The economy is growing this year but that doesn’t mean all of the biggest U.S. corporations are reporting an increase in business. Instead, S&P 500 companies are on track for a second straight quarter of sales declines – a revenue recession.
So says Charlie Bilello, director of research at investment adviser Pension Partners Llc., in a blog post that analyzes
results from the 80 percent of S&P 500 companies that have reported quarterly results.
“S&P 500 sales are pace to decline year-over-year by 3.1 percent, the second consecutive quarter of negative growth,” he says. “The last two times we saw declines in revenue growth were back in 2008 and 2001, during U.S. recessions.”
The most common reason that companies cite for sales weakness is the U.S. dollar, which has gotten more valuable with the possibility that the Federal Reserve will raise interest rates this year. The U.S. currency this week rose to a three-month high compared with a basket of foreign currencies.
But Bilello says a stronger dollar isn’t the only reason for the decline in company sales from a year earlier. He also says that economic growth of 3.3 percent, not adjusted for inflation, is the slowest on record for an expansion.
“We have seen many recessions with higher nominal growth than this,” he says. “It should hardly come as a surprise, then, to see corporate profits slowing as well.”
He says the sales decline extends beyond the energy industry, which has contended with a crash in oil prices since last summer.
“Of the companies that have reported thus far, 48 percent have shown negative year-over-year revenue growth,” he says. “Of these, 142 companies are outside of the energy sector. It is hardly ‘just energy’ that is showing top-line weakness.”
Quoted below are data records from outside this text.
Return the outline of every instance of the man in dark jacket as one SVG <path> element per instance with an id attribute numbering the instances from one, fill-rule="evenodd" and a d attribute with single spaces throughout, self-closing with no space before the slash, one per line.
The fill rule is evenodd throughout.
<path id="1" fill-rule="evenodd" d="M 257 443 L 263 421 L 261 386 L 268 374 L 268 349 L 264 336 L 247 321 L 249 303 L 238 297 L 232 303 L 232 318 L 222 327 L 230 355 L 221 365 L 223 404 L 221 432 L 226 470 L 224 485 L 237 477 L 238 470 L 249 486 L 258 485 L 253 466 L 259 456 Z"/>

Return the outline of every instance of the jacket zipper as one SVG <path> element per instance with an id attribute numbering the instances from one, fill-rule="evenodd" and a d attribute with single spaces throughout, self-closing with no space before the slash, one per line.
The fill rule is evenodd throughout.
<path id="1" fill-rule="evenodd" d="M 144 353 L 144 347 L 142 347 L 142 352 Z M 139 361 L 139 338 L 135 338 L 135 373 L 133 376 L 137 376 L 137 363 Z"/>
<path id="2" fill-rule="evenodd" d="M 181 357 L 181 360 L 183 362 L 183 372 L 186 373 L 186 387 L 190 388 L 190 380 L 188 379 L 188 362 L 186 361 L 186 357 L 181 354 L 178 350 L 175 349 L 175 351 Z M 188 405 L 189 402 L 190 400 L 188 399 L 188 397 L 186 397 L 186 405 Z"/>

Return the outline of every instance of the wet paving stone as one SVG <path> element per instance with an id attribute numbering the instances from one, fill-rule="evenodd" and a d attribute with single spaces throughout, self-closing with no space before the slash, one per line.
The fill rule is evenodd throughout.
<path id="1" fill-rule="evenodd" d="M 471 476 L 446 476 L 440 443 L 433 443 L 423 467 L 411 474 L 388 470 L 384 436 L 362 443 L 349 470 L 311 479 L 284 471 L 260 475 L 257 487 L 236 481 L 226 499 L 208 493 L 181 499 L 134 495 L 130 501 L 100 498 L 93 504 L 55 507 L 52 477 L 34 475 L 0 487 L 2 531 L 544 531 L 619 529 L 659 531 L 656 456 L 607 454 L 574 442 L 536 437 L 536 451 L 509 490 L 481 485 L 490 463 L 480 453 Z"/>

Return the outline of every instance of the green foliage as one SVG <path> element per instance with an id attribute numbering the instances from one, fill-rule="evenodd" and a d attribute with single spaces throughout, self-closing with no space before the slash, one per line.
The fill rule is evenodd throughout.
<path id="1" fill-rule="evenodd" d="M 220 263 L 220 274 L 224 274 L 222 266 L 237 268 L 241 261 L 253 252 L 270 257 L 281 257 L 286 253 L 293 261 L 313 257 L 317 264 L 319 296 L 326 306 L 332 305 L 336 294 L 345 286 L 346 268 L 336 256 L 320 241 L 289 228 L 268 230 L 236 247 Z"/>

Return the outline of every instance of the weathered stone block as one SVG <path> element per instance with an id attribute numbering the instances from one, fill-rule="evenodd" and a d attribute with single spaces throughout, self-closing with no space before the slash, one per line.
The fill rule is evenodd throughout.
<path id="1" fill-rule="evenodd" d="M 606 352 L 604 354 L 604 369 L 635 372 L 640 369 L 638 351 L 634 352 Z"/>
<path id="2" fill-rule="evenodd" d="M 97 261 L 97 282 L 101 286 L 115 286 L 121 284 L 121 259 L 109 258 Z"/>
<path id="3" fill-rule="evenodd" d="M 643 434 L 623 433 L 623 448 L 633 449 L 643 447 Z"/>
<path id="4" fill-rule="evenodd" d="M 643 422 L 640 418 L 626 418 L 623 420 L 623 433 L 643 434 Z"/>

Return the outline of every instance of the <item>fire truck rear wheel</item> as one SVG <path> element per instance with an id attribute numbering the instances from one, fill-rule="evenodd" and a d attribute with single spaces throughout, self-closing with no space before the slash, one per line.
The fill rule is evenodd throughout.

The stock market’s reliance on a handful of companies to drive gains is a perilous warning sign that investors should heed, says investment strategist Michael E. Lewitt.
iPhone maker Apple Inc. is leading the “Four Horsemen of the Apocalypse” of stocks that are vital to the equity market’s health, he says in this month’s edition of his Credit Strategist newsletter
. The other three companies are Google Inc., Amazon.com Inc. and Facebook Inc.
“If these stocks ever stop rising, there is going to be one hell of an apocalypse in stocks,” Lewitt says. “Under the headlines, the market has started to look decidedly unhealthy.”
Lewitt says it’s worrisome that $1.7 trillion of market value can be attributed to the “Four Horsemen,” especially at their earnings multiples. The S&P 500 has a total market capitalization of about $7.8 trillion.
“If the Four Horsemen need some charioteers to steer them, they can call on Gilead Sciences and NetFlix, since these six stocks collectively have accounted for more than 50 percent of the $664 billion in value added to the Nasdaq Composite Index so far this year,” he says. “If we substitute Walt Disney Co. for NetFlix, this line-up of six stocks has accounted for more than 100 percent of the $199 billion rise in the market value of the S&P 500 in 2015.”